Last year, all dependent undergrads, regardless of their family's income, could qualify for at least $27,000 in unsubsidized Stafford loans over four years, reported the Department of Education, while families with adjusted gross incomes of $60,000 or less can also usually expect some federal grant aid, says Walker. Unlike student loans, grants need not be repaid, though certain conditions may apply. Before filing, families can get an estimate of their EFC by using the "FAFSA4caster" tool at FAFSA.ed.gov.
Families can take action. While most families can't change their income, they can maximize their federal aid eligibility by filing the FAFSA as close to Jan. 1 as possible and by shifting or spending assets held in the student's name.

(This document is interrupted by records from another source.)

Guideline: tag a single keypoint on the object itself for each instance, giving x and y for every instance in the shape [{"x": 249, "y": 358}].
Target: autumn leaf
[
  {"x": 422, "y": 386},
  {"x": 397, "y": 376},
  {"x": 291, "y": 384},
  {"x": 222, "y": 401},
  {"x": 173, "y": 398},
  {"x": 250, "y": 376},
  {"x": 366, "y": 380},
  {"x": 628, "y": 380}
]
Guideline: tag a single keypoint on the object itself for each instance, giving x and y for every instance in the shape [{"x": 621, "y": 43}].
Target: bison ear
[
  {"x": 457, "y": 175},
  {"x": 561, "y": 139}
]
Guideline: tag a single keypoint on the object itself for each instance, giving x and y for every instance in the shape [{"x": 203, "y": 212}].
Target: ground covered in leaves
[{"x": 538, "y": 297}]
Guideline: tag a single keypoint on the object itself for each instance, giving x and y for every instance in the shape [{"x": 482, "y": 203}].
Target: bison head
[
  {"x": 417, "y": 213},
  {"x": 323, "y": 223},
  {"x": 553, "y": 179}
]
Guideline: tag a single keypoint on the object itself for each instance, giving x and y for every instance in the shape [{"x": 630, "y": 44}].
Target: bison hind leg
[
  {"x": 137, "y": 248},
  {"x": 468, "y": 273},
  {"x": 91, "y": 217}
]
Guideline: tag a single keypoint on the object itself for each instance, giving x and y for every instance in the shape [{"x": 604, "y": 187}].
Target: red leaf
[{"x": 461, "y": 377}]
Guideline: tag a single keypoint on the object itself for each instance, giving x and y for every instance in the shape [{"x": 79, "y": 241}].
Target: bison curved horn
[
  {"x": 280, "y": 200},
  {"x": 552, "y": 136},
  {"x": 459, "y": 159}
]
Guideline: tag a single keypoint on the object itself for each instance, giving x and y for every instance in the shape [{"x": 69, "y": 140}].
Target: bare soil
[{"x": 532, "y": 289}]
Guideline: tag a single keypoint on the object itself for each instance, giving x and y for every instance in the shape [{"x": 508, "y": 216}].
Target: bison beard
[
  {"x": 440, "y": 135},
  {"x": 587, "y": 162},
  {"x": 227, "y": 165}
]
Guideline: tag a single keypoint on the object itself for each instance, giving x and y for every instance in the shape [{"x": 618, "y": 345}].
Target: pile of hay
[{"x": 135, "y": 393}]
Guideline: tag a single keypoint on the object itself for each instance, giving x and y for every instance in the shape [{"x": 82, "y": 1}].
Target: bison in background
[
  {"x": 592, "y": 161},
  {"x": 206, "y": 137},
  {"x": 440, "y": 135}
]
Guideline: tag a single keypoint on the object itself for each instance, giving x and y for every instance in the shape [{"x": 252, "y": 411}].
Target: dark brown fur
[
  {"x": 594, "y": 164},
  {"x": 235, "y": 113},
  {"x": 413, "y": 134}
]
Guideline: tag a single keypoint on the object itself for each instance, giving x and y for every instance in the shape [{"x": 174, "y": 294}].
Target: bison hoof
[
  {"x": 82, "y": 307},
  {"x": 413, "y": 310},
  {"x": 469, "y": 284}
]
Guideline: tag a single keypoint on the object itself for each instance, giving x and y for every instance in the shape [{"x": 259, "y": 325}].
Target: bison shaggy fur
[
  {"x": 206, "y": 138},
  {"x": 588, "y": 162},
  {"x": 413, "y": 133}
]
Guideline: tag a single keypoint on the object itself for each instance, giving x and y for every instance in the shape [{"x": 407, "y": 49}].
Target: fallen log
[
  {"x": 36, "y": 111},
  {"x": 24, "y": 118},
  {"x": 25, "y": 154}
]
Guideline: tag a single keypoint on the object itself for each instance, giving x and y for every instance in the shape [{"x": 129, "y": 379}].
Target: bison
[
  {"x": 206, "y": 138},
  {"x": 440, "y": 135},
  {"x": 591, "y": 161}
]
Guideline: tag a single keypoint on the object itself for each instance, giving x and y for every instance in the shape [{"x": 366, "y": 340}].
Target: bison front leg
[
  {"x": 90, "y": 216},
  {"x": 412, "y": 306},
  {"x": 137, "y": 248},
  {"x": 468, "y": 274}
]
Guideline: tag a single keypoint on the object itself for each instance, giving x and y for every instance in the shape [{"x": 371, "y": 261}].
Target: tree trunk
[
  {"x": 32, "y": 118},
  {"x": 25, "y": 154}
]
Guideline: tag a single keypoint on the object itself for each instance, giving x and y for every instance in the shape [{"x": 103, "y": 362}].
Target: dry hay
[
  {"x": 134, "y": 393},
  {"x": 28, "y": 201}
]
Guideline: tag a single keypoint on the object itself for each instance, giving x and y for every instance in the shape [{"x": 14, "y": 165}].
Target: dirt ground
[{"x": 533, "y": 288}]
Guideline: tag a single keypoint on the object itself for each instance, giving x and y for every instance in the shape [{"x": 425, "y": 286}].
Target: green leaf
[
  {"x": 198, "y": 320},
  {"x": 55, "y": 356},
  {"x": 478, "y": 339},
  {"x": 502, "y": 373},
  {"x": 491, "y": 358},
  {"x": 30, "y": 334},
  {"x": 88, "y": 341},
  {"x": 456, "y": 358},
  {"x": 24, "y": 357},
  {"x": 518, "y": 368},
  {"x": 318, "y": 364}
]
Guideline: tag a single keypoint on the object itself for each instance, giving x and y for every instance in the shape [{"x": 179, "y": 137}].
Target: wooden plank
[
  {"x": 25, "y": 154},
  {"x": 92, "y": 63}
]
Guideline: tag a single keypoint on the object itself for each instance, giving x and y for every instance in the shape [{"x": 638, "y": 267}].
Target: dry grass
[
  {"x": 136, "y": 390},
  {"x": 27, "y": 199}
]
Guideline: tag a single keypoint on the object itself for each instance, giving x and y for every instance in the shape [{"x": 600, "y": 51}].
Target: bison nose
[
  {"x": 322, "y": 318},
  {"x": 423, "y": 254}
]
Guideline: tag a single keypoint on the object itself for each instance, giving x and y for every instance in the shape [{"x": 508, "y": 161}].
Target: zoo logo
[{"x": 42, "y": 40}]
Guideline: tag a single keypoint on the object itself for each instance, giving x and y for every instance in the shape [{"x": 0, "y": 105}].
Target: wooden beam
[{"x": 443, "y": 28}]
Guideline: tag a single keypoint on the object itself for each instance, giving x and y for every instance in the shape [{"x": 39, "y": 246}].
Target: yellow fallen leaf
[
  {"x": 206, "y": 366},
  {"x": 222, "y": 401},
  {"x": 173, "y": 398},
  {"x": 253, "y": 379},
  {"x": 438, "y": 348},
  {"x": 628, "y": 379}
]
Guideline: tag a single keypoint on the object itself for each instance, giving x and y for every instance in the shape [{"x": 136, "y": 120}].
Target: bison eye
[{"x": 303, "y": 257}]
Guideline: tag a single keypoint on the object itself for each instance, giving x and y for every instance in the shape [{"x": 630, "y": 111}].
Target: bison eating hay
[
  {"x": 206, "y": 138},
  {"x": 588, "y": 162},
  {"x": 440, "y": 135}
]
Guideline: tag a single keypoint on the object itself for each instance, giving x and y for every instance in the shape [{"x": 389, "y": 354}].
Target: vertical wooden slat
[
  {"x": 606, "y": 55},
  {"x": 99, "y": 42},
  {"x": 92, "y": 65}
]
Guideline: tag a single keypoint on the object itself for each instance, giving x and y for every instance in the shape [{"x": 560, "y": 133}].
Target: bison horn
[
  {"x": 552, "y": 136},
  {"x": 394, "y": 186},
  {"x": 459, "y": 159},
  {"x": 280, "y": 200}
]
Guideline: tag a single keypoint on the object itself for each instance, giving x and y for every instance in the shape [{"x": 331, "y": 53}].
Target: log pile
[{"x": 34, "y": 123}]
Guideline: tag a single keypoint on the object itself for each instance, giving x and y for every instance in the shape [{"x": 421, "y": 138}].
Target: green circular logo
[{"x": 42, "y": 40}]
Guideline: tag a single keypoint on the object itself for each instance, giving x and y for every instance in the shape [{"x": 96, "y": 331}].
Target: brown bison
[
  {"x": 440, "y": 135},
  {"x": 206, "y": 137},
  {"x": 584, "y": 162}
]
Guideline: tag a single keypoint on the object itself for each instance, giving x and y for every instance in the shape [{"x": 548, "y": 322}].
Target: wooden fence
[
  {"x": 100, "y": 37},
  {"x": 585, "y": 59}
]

"Student assets are assessed at 20 percent," says Jay Murray, president of Solutions for Tuition, a college planning firm in Lone Tree, Colorado, meaning that for every dollar in an account in a student's name, the government will subtract 20 cents from the student's aid package. This starts with need-based grants. "Parental assets are assessed at (up to) 5.6 percent."
The exception, Murray says, is 529 plans. These are assessed at the parental rate regardless of whether they're held in a parent's or student's name.

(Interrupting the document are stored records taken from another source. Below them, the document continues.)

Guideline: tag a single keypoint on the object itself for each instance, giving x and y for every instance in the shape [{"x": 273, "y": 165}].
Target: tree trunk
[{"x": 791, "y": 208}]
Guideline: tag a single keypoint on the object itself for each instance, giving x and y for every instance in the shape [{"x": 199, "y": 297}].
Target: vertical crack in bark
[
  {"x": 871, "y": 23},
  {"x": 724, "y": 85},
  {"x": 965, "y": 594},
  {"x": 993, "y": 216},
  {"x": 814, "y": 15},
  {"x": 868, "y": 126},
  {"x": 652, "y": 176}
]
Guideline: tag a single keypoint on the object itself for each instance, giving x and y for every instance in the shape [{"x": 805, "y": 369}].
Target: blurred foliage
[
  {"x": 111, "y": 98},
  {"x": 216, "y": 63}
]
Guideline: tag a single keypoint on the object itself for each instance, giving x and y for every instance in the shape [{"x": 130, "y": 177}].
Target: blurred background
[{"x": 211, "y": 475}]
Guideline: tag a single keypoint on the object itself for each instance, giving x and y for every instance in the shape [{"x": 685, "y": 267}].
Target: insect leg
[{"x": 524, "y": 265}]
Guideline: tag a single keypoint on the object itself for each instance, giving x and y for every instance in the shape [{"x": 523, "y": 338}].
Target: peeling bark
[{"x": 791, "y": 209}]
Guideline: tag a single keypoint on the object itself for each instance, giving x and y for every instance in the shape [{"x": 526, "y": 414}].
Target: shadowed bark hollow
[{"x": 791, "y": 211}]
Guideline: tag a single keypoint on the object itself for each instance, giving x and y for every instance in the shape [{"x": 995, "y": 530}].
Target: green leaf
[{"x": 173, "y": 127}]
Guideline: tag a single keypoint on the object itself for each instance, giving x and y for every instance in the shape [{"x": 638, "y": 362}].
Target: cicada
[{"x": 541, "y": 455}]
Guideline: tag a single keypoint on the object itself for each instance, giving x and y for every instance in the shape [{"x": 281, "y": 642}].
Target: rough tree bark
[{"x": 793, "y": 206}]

Gary Carpenter, executive director of the National College Advocacy Group, a nonprofit organization in Syracuse, New York, says families can also increase their aid eligibility by knowing which investment vehicles the government doesn't take into consideration.

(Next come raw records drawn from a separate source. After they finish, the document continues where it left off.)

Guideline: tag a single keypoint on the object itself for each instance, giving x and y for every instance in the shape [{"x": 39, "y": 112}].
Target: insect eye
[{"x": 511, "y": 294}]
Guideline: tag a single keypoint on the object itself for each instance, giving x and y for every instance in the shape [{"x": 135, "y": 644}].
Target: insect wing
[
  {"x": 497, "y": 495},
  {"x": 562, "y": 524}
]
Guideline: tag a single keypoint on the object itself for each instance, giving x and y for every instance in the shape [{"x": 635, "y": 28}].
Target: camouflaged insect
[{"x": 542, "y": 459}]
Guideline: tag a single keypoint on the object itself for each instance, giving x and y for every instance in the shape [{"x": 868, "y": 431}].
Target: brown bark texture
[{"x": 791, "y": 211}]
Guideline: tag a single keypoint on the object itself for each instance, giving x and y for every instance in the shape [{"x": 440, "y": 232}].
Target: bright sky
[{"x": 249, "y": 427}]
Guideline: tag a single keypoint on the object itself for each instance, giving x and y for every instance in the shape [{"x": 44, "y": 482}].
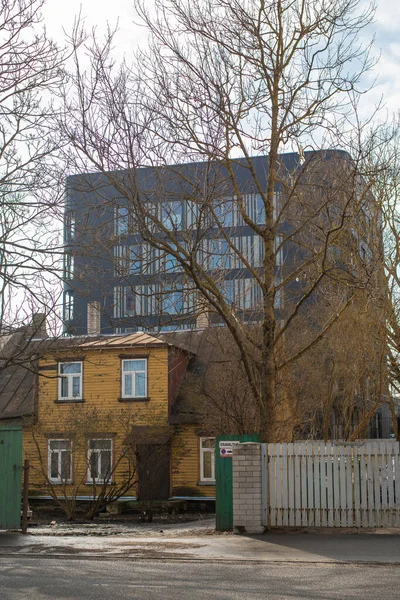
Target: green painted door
[
  {"x": 10, "y": 476},
  {"x": 223, "y": 478}
]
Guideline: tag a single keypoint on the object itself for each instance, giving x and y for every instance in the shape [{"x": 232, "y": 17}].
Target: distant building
[{"x": 138, "y": 286}]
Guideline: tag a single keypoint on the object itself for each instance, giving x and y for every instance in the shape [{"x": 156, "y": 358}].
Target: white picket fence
[{"x": 313, "y": 484}]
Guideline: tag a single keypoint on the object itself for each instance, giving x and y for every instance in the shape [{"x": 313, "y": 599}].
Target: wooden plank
[
  {"x": 304, "y": 498},
  {"x": 363, "y": 487},
  {"x": 297, "y": 484},
  {"x": 357, "y": 486},
  {"x": 336, "y": 485},
  {"x": 310, "y": 484},
  {"x": 349, "y": 485},
  {"x": 342, "y": 478},
  {"x": 329, "y": 482},
  {"x": 285, "y": 474},
  {"x": 370, "y": 485},
  {"x": 322, "y": 472},
  {"x": 377, "y": 477},
  {"x": 317, "y": 483},
  {"x": 396, "y": 468},
  {"x": 383, "y": 448},
  {"x": 291, "y": 483},
  {"x": 278, "y": 489},
  {"x": 271, "y": 481}
]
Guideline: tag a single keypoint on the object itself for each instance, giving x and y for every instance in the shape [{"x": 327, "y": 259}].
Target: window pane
[
  {"x": 105, "y": 466},
  {"x": 208, "y": 443},
  {"x": 207, "y": 465},
  {"x": 93, "y": 466},
  {"x": 130, "y": 304},
  {"x": 100, "y": 444},
  {"x": 54, "y": 465},
  {"x": 134, "y": 365},
  {"x": 76, "y": 387},
  {"x": 135, "y": 259},
  {"x": 140, "y": 384},
  {"x": 64, "y": 387},
  {"x": 122, "y": 217},
  {"x": 66, "y": 368},
  {"x": 65, "y": 464},
  {"x": 260, "y": 210},
  {"x": 128, "y": 385}
]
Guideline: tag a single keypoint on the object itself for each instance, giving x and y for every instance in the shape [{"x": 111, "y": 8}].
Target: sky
[{"x": 96, "y": 13}]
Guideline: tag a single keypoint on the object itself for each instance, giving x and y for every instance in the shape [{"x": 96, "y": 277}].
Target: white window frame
[
  {"x": 59, "y": 479},
  {"x": 91, "y": 451},
  {"x": 68, "y": 305},
  {"x": 202, "y": 451},
  {"x": 123, "y": 373},
  {"x": 69, "y": 377}
]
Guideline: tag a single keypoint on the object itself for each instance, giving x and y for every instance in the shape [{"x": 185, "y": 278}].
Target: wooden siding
[
  {"x": 185, "y": 464},
  {"x": 100, "y": 415}
]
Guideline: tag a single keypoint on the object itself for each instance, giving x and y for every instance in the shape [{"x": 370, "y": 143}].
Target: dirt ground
[{"x": 50, "y": 520}]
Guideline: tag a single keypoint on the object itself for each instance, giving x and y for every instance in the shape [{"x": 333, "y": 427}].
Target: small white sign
[{"x": 226, "y": 448}]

"The FAFSA form does not assess the family home. It does not assess retirement accounts. It does not assess life insurance policies or annuities," says Carpenter. "Also, they do not assess personal assets like automobiles, clothing, furniture -- none of that is assessed."
Families looking to shift assets from assessable accounts to sheltered ones can do so by maxing out their retirement accounts, paying down the mortgage on their primary home and purchasing personal items the student will need before filing the FAFSA. These personal items can include a computer or dorm supplies. Families who need those assets to be available for college costs can simply move funds from an account in the student's name to a 529 plan or one held in the parent's name.
Sandy Baum, a senior fellow at the Urban Institute, adds that students should also alert their school's financial aid office about expenses that aren't considered on the FAFSA.
"For example, if you fill out (the FAFSA) and your parents made a reasonable income last year and then they lose their jobs, you want to be sure you go to the financial aid office," she says. "Tell them this because they can adjust your aid award to account for those unfortunate new circumstances. That's terrifically important."
By letting your aid office know about factors that aren't included on the FAFSA, such as medical expenses, death in the family, divorce or parental job loss, and by providing documentation, families can keep aid officers abreast of their current financial situation and increase their chances of landing college aid.